HebrewGPT-1B-v2

A 1.08 billion parameter Hebrew language model, version 2 with continued pre-training on 7.8B additional Hebrew tokens from HeDC4 (Hebrew Digital Corpus).

Model Details

Property	Value
Parameters	1.08B
Base Model	HebrewGPT-1B
Architecture	Custom Mamba-Transformer hybrid (interleaved RoPE + Mamba SSM, SwiGLU MLP)
Total Training Tokens	17.6B (9.8B original + 7.8B HeDC4)
Best Val Loss	3.3937 (BPB 4.90)
Training	15,000 steps, p4d.24xlarge (8xA100 40GB), 14.3 hours
Context Length	2,048 tokens
Tokenizer	SentencePiece BPE, 32K vocab

What is new in v2

HebrewGPT-1B-v2 extends the original model with continued pre-training on HeDC4, a diverse modern Hebrew web corpus. This nearly doubles the total training data from 9.8B to 17.6B tokens, adding:

Modern Hebrew news and web content
Broader vocabulary coverage
More diverse writing styles and topics

Evaluation (Base Model, no SFT)

Task	v1 (9.8B tokens)	v2 (17.6B tokens)
SNLI	50.0%	35.0%
QA	20.0%	60.0%
Sentiment	33.3%	33.3%
Trivia	13.3%	13.3%
Average	29.2%	35.4%

Note: These are base model results without instruction tuning. QA improved significantly (+40pp) suggesting better reading comprehension from the additional pre-training data. An instruction-tuned version (SFT on v2) is in progress.

Pre-Training Data

Phase 1: Original (9.8B tokens)

Hebrew Wikipedia (12%), Supreme Court (22%), Ben Yehuda (23%), C4 Hebrew (20%), CC100 (19%), Task data (4%)

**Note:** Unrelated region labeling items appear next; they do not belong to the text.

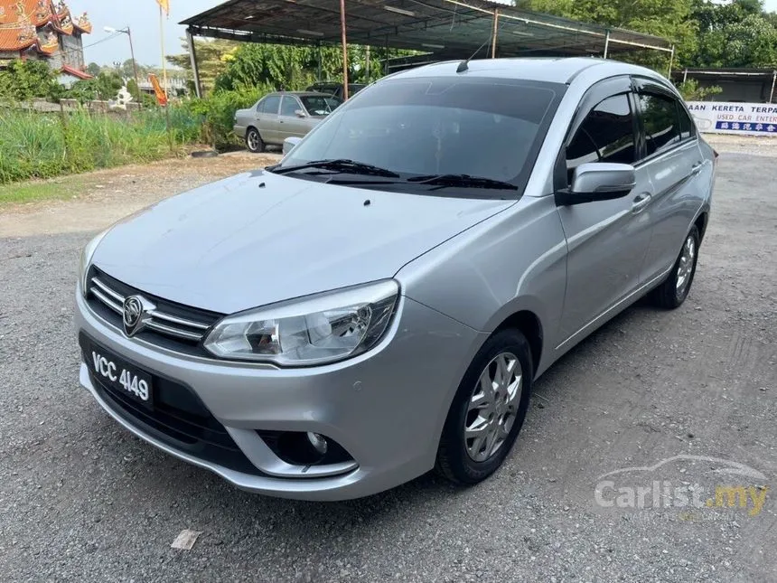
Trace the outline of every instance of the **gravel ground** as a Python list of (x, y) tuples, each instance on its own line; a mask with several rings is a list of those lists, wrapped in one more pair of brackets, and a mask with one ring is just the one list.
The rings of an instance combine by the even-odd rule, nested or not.
[[(775, 182), (771, 160), (721, 156), (688, 300), (632, 307), (557, 363), (491, 479), (426, 475), (336, 503), (239, 492), (120, 429), (78, 384), (71, 295), (89, 233), (0, 239), (0, 578), (775, 580)], [(678, 455), (754, 468), (762, 511), (594, 503), (598, 476)], [(679, 460), (660, 478), (707, 484), (725, 465)], [(183, 529), (201, 534), (171, 549)]]

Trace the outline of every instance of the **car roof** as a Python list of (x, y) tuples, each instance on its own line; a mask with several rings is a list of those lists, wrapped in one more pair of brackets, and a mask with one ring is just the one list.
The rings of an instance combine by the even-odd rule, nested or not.
[(326, 95), (328, 97), (334, 97), (333, 95), (330, 96), (329, 93), (322, 93), (321, 91), (273, 91), (272, 93), (267, 93), (265, 97), (269, 97), (270, 95), (295, 95), (296, 97), (313, 97), (314, 95)]
[(403, 71), (390, 77), (392, 79), (408, 79), (465, 74), (476, 77), (570, 83), (579, 73), (595, 68), (595, 72), (599, 73), (603, 79), (628, 74), (660, 79), (655, 71), (644, 67), (593, 57), (478, 59), (469, 61), (466, 71), (457, 73), (456, 69), (461, 62), (461, 61), (447, 61), (433, 63)]

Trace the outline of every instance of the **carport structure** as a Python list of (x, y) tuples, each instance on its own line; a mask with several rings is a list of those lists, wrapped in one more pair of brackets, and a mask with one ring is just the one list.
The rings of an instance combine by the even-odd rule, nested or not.
[(435, 61), (478, 57), (609, 56), (674, 47), (656, 36), (605, 28), (487, 0), (229, 0), (184, 20), (200, 91), (193, 36), (276, 44), (411, 49)]

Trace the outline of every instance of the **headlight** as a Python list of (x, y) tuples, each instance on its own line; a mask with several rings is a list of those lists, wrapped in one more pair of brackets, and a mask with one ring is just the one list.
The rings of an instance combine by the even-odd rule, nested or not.
[(108, 230), (110, 230), (110, 229), (106, 229), (99, 235), (91, 240), (81, 251), (81, 259), (79, 265), (79, 278), (81, 282), (81, 292), (84, 296), (87, 294), (87, 273), (89, 273), (89, 264), (92, 262), (92, 256), (94, 255), (98, 245), (99, 245), (99, 242), (103, 240), (103, 237), (108, 234)]
[(399, 286), (393, 279), (229, 315), (205, 339), (220, 358), (310, 366), (374, 346), (388, 327)]

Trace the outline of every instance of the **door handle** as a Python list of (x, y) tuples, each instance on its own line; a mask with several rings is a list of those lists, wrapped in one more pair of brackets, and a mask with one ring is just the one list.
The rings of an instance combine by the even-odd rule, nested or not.
[(651, 202), (651, 196), (648, 193), (642, 193), (634, 199), (634, 203), (632, 205), (632, 214), (639, 214)]

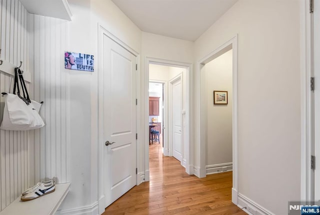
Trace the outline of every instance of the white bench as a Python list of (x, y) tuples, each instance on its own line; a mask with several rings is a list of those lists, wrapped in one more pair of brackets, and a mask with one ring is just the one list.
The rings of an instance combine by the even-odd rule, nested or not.
[(70, 184), (56, 185), (54, 192), (28, 202), (22, 202), (19, 197), (0, 212), (0, 215), (54, 215), (69, 192)]

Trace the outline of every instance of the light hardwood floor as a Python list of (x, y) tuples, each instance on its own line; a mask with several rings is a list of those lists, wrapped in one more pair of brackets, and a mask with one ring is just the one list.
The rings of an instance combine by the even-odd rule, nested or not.
[(189, 176), (180, 162), (150, 145), (150, 182), (134, 187), (104, 215), (246, 215), (231, 202), (232, 172), (204, 179)]

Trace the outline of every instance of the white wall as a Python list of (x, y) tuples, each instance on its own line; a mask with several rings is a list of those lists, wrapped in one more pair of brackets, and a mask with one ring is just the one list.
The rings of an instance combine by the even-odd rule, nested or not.
[[(86, 211), (103, 196), (98, 190), (98, 23), (140, 52), (141, 31), (110, 0), (70, 0), (69, 50), (94, 55), (94, 72), (69, 71), (70, 75), (70, 181), (71, 190), (62, 210)], [(139, 157), (139, 154), (137, 157)], [(143, 168), (137, 164), (138, 169)], [(104, 179), (104, 180), (108, 180)], [(100, 182), (102, 183), (103, 182)], [(101, 185), (101, 184), (100, 184)], [(103, 187), (101, 187), (102, 188)], [(90, 194), (90, 195), (88, 195)]]
[[(1, 1), (0, 6), (1, 59), (17, 66), (22, 60), (22, 68), (26, 70), (28, 11), (18, 0)], [(12, 90), (13, 77), (0, 72), (0, 92), (12, 93)], [(4, 106), (4, 98), (0, 96), (0, 121)], [(30, 184), (33, 164), (28, 165), (28, 153), (34, 150), (34, 146), (28, 141), (30, 136), (28, 131), (0, 130), (0, 211)]]
[[(72, 182), (58, 213), (98, 214), (98, 201), (104, 195), (103, 189), (98, 190), (99, 183), (103, 183), (98, 180), (98, 23), (138, 52), (141, 51), (141, 31), (111, 0), (68, 1), (73, 15), (70, 22), (30, 17), (33, 37), (30, 41), (36, 39), (30, 50), (30, 60), (35, 63), (34, 92), (48, 105), (43, 111), (47, 125), (34, 134), (36, 142), (40, 143), (39, 150), (45, 154), (39, 159), (44, 162), (38, 167), (35, 179), (60, 176), (60, 182)], [(66, 50), (94, 55), (94, 72), (64, 69)], [(41, 51), (48, 54), (41, 55)], [(68, 109), (70, 111), (66, 116)], [(66, 126), (65, 131), (60, 130)], [(66, 142), (66, 133), (69, 134)], [(55, 163), (60, 156), (64, 157)], [(144, 164), (138, 165), (139, 169), (144, 169)]]
[[(232, 162), (232, 50), (206, 64), (206, 166)], [(214, 90), (228, 91), (227, 105), (214, 104)]]
[(300, 198), (299, 2), (239, 0), (194, 44), (196, 62), (238, 34), (238, 192), (276, 215)]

Phase 2: Continued Pre-Training (7.8B tokens)

HeDC4 — Hebrew Digital Corpus for the 21st Century

Related Models

HebrewGPT-1B - Base model (v1)
HebrewGPT-1B-Instruct - SFT on v1
HebrewGPT-1B-AdamW - AdamW ablation
HebrewGPT-296M - Smaller model

Infrastructure

Trained on Amazon Bedrock (research orchestration) + AWS EC2. Cost: ~$73 (14.3h x $5.12/hr spot).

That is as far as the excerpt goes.